Des rames neuves Omneo ont été choisies par la Région pour cette ligne et le président a rappelé à ce sujet qu’il ne tolérerait aucun retard. "L’ouverture à la concurrence a été complexe et longue à mettre en œuvre. Nos objectifs ont été clairs et transparents, nous avons engagé des moyens financiers et signé un contrat avec Transdev. S’ils ne respectent pas leurs engagements, il y aura des conséquences financières importantes, avec des pénalités de 10 000 à 100 000 euros par jour, mais aussi des conséquences dommageables pour eux en termes d’image", a insisté Renaud Muselier.
Nouveaux sites de maintenance
Pour accompagner cet objectif de régularité, deux nouveaux sites de maintenance seront livrés sur le territoire niçois : le centre de Nice Saint-Roch en décembre 2024 pour un coût de 62 millions d’euros, le centre de Nice Ville en juin 2025 pour un coût de 40 millions d’euros. Et deux nouveaux sites sont en projet d’ici à 2029, à Avignon et La Blancarde à Marseille pour une enveloppe totale de 114 millions d’euros.
Des investissements assurés en urgence
Mettant en avant l’investissement de la Région Sud pour favoriser la mobilité durable, Renaud Muselier a également rappelé les moyens financiers importants consentis, en urgence en 2024. Il cite notamment les 54 millions d’euros de financements de la région sur un montant total de 74 millions d’euros déployés pour sauver le service ferroviaire de la Roya, au-dessus de Nice. Mais aussi un financement 100 % régional de 130 millions d’euros pour moderniser les chemins de fer de Provence, dits Train des Pignes, assurant un service urbain de transports de voyageurs entre Nice et La Vésubie Plan-du-Var ainsi qu’un service pour les voyageurs quotidiens entre Nice et Digne-les-Bains.
L’effet Jeux Olympiques 2030
Il y aura aussi des investissements dans les Alpes, indispensables pour la réussite des Jeux Olympiques 2030. Cet événement, Renaud Muselier le voit comme "un élan", comme un accélérateur pour développer les transports : notamment la ligne Marseille-Briançon, un tronçon qui bénéficiera d’investissements pour réduire la durée du trajet de 5 heures à 3 h 30 et renforcer la capacité.

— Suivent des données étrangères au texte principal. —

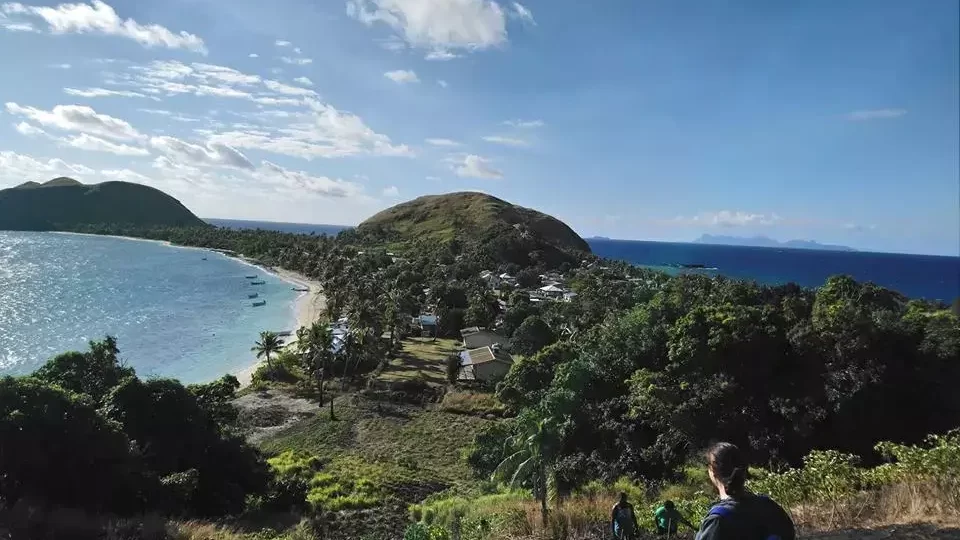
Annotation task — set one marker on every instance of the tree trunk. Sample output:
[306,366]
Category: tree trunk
[543,497]
[320,384]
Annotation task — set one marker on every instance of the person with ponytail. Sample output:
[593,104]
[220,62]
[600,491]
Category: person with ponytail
[739,514]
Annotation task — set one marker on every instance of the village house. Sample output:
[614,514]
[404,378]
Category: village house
[428,325]
[474,338]
[484,364]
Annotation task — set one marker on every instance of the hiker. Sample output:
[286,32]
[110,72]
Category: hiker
[622,519]
[739,514]
[667,518]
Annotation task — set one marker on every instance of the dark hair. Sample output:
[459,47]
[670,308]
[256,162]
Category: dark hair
[728,466]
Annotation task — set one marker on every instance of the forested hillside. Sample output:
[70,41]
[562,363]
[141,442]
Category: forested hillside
[616,387]
[64,203]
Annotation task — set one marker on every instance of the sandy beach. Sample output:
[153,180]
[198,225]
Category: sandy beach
[309,307]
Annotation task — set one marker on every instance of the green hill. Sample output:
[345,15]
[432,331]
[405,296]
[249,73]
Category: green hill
[470,216]
[65,203]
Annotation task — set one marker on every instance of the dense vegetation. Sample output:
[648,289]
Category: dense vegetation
[617,389]
[777,370]
[63,203]
[510,232]
[84,432]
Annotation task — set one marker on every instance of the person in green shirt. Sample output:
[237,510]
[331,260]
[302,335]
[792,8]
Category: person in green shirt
[667,519]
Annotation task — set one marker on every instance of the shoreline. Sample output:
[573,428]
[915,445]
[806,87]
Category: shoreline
[308,307]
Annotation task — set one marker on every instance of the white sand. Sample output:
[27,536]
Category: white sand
[310,306]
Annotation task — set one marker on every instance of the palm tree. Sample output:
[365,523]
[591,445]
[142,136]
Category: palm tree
[531,461]
[316,352]
[269,344]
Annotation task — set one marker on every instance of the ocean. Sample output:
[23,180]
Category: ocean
[916,276]
[174,313]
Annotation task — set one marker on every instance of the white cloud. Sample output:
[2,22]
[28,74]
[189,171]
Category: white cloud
[856,227]
[402,76]
[100,18]
[876,114]
[474,166]
[125,175]
[442,142]
[727,218]
[441,55]
[523,13]
[17,168]
[506,141]
[96,144]
[300,181]
[78,118]
[323,133]
[101,92]
[280,102]
[524,124]
[286,89]
[296,61]
[29,130]
[211,73]
[214,154]
[437,24]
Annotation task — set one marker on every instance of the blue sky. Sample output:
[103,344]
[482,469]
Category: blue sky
[660,120]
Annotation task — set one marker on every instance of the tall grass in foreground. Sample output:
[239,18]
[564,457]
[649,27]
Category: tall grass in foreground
[831,490]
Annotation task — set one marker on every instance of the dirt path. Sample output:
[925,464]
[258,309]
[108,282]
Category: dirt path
[269,411]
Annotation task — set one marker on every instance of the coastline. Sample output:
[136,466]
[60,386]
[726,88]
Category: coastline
[308,307]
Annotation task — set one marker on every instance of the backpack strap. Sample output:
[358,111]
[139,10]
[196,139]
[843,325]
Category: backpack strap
[720,510]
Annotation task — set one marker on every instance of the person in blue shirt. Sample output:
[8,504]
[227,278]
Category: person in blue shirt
[739,514]
[623,519]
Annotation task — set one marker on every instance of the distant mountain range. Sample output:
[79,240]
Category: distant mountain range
[763,241]
[64,203]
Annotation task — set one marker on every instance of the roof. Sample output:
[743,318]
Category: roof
[484,355]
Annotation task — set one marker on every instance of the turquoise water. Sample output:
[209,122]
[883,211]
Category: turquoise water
[174,314]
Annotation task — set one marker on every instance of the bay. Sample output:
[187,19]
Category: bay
[177,312]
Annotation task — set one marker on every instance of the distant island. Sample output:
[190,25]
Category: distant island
[763,241]
[65,203]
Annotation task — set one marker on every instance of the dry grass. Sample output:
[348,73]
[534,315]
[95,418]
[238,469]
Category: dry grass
[469,402]
[895,504]
[423,359]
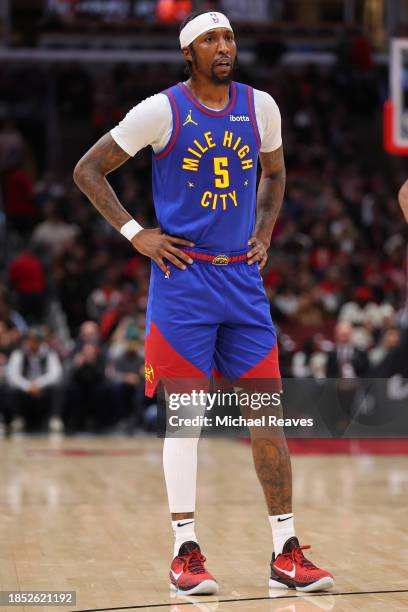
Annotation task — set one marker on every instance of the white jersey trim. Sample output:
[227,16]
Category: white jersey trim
[151,121]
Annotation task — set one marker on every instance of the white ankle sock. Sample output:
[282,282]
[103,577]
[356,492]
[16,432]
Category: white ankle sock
[183,532]
[282,529]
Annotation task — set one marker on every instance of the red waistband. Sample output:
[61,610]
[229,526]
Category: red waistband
[217,260]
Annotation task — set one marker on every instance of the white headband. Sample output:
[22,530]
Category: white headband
[201,24]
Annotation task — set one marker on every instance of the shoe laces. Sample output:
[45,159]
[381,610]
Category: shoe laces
[296,555]
[194,563]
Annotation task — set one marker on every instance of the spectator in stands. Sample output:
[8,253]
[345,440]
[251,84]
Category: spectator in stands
[88,398]
[18,189]
[345,360]
[126,371]
[11,319]
[311,360]
[88,333]
[27,279]
[34,374]
[389,341]
[54,233]
[4,395]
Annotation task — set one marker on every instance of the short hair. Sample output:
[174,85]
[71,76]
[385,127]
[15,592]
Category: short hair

"Puis, la Région investit aussi dans le projet de Ligne Nouvelle Provence Côte d’Azur (coût total : 3,6 milliards d’euros), dont le premier coup de pioche sera donné en 2025, elle porte 4 projets de Service Express Régionaux Métropolitains (SERM) à Avignon, Aix-Marseille-Provence, Toulon et Nice-Côte d’Azur, elle décarbone ses lignes de bus… Nous avons œuvré sur tous les tableaux avec en ligne de mire l’objectif d’augmenter la fréquentation des transports régionaux", conclut Renaud Muselier.